Ser de Boca fue algo que siempre lo llenó de alegría. Como esa vez que gritó ante toda la parentela, en 1962, la atajada de su ídolo Antonio Roma al brasileño Delem y fue uno de los tantísimos triunfos de Boca ante River ó cuando en pocas horas decidió viajar a Japón en el 2000 para seguir a la formación que le permitió celebrar el ser campeón intercontinental. Sólo por citar algunos ejemplo de los miles que podría enumerar.
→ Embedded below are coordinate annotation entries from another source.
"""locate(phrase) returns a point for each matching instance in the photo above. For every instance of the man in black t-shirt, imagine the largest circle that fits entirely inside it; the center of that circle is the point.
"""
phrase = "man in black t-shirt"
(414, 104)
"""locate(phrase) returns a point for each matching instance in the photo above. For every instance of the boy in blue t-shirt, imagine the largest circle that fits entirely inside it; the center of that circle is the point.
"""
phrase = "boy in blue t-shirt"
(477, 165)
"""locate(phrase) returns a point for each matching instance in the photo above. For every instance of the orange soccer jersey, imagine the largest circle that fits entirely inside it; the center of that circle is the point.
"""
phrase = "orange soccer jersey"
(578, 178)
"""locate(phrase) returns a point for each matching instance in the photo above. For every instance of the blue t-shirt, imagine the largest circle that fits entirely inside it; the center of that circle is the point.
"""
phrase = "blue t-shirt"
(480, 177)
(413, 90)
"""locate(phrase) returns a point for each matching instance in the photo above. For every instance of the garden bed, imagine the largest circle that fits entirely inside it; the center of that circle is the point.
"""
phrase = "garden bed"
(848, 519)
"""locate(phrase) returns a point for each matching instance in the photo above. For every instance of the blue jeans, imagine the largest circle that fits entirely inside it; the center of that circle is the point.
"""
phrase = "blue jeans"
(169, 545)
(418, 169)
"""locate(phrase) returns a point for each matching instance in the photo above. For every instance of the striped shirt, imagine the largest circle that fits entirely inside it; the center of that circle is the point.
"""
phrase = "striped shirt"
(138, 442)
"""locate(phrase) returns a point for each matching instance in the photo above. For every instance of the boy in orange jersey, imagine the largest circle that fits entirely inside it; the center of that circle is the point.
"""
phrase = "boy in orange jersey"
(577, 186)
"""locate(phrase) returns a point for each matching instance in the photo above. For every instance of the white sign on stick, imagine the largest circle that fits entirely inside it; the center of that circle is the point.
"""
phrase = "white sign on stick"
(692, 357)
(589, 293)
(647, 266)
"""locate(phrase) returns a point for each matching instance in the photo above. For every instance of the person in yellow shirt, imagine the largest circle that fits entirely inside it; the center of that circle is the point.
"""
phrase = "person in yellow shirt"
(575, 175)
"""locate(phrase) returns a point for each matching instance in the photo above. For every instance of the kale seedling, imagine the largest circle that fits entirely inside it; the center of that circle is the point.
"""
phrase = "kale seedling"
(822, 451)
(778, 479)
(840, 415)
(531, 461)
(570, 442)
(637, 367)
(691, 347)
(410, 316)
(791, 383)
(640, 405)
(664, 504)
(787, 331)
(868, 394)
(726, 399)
Quizás su mayor satisfacción la alcanzó en el 2003 cuando se ocupó en persona de buscar a amigos y conocidos tan fanáticos como él para cumplir con un sueño: hacerse socio del club y con el carnet en mano, poder armar la Peña de Boca local, una de las 300 que hay repartidas en el mundo. Fue el primer vicepresidente de la filial y al cabo de un tiempo y hasta el día de hoy -por ganar elecciones consecutivas- es el presidente de la única entidad de hinchas que además de juntarse a ver partidos por tele y cenar, también viaja para seguir al equipo, que supo tener en el 2007 una escuelita de fútbol para chicos que en algunos casos fueron probados para las Inferiores. Pero no es todo. Buena parte del tiempo lo dedican a tareas solidarias, siempre con el apoyo del ex jugadores, técnicos y dirigentes del club. Por ejemplo, son la única peña del interior del país en entregar becas de dinero con ayuda de Boca Social y del Banco Francés. Este año serán 25 beneficiarios con 700 pesos por mes (de julio a diciembre). Además son únicos también en organizar campañas de donación voluntaria de sangre. Lógico su presidente es médico y conoce más que nadie la necesidad de contar con dadores ante una emergencia. Entonces, que mejor que contar con sangre bostera, mas pasional que ninguna otra. Hay 150 xeneixes sanjuaninos que ponen el brazo cada vez que hace falta.